С тех пор о могучей сверхчеловеческой силе Геракла стали ходить легенды.
Трудно было с такой силищей жить Гераклу среди людей, не для жизни мирной была создана божеством такая мощь. Поднимет он гидрию с водой – оземь хлынет вода, оставив в ладонях осколки глиняных черепков. По-детски простодушно улыбаясь, приблизится к сверстникам, выше их на две головы,– ребятня с визгом кинется врассыпную, зная, что искалечить может верзила: за руку схватит – косточки хрустнут, по-дружески руку на плечо положит – в три погибели согнет без умысла. Подростком он мог, надавив ладонью, шутя проломить стену соседского дома, с корнем вывернуть древесный ствол и, неловко повернувшись, зашибить им случайных прохожих и любопытных зевак.

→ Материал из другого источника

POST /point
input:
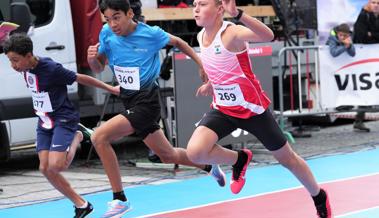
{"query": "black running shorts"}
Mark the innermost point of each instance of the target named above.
(143, 111)
(262, 126)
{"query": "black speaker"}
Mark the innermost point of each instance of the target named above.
(296, 14)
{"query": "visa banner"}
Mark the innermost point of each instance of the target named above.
(346, 80)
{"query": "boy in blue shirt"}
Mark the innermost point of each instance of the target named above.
(57, 131)
(132, 51)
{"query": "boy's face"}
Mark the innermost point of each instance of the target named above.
(118, 21)
(19, 62)
(206, 11)
(343, 36)
(374, 5)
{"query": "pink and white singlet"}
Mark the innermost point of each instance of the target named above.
(236, 90)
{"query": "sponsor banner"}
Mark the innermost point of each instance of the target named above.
(349, 80)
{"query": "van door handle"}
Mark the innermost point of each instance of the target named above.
(55, 47)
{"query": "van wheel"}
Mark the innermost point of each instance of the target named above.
(4, 143)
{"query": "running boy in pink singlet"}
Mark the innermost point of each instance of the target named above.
(238, 99)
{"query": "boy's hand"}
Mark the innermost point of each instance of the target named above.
(116, 90)
(205, 90)
(92, 52)
(230, 7)
(203, 75)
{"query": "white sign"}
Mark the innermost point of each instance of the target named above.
(349, 80)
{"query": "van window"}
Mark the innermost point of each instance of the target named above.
(42, 11)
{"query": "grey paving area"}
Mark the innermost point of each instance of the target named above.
(22, 183)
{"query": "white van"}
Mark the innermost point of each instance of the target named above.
(51, 25)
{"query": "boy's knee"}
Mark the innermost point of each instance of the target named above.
(194, 155)
(97, 138)
(43, 169)
(167, 157)
(56, 167)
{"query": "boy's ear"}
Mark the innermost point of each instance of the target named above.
(130, 13)
(29, 55)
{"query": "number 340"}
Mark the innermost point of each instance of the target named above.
(227, 96)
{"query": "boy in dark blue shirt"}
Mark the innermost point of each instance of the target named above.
(57, 131)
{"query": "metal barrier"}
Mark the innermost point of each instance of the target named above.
(308, 57)
(313, 104)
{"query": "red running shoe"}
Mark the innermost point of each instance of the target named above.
(324, 210)
(238, 178)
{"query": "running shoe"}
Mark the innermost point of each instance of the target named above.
(238, 177)
(324, 210)
(217, 173)
(83, 212)
(116, 209)
(87, 132)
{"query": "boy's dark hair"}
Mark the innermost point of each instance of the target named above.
(117, 5)
(344, 28)
(18, 43)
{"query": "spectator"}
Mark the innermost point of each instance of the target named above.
(366, 31)
(339, 41)
(366, 28)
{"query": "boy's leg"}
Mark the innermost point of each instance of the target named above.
(202, 148)
(51, 164)
(115, 128)
(158, 142)
(288, 158)
(73, 147)
(102, 137)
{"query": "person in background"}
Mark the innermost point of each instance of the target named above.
(366, 27)
(340, 41)
(366, 31)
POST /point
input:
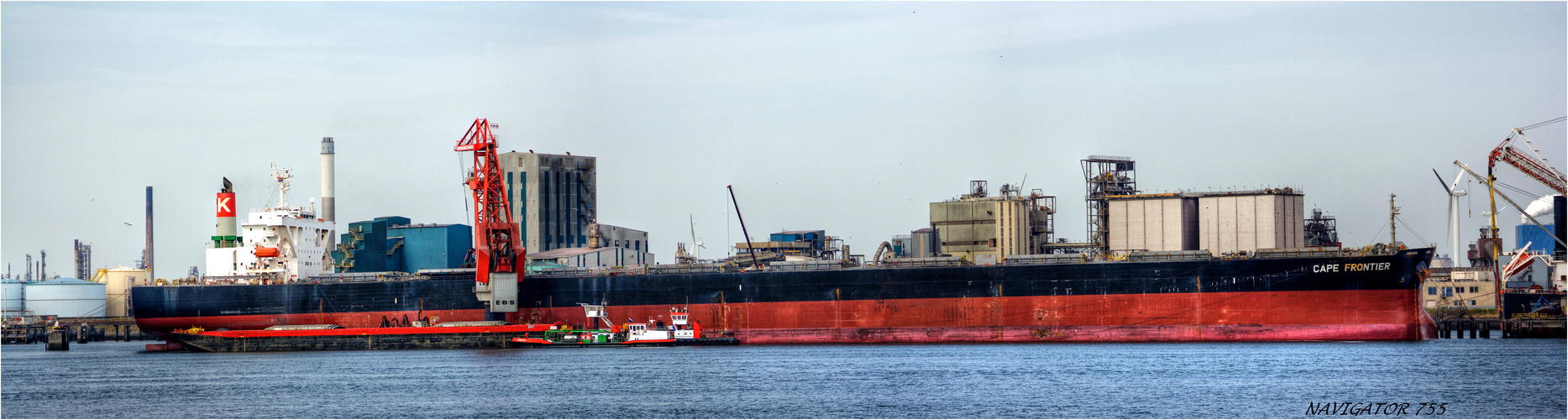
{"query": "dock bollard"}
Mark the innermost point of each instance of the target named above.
(57, 340)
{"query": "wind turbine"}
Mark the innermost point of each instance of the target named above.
(1454, 202)
(696, 246)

Ценил Амфитрион высокую образованность ума и прелесть изящного владения музыкальным искусством. Учителем для занятий музыкой он нанял знаменитого Лина, сына одной из олимпийских муз, брата дивноголосого Орфея. Никакая наука не желала входить в неповоротливые мозги сына Зевса, а с музыкой Геракл и вовсе был не в ладах, силы своей могучей он меры не ощущал, рвались струны под его пальцами, и хрупкая лира рассыпалась в медвежьей хватке его ладоней. Гневом запылав от бестолковости ученика, ударил Лин юного полубога по его нечутким перстам. Но и у Геракла терпенье было небеспредельным; вскипев от негодования, схватил он ненавистную лиру и разбил инструмент об голову учителя-мучителя – мгновенно без мук скончался Лин.
Кротким и добрым было сердце у Геракла, но с детства он был вспыльчив, как соломенная крыша у селян: не умел он укротить свою ярость, затмевающую его рассудок; себя не помнил полубог, не ведая подчас, что творили его руки. Чудовищная сила жила в нем, данная ему от рождения отцом, рвалась она наружу эта сила, и никогда в толк не мог взять герой, какую угрозу представляет эта сверхчеловеческая мощь для окружающих людей и даже для его близких.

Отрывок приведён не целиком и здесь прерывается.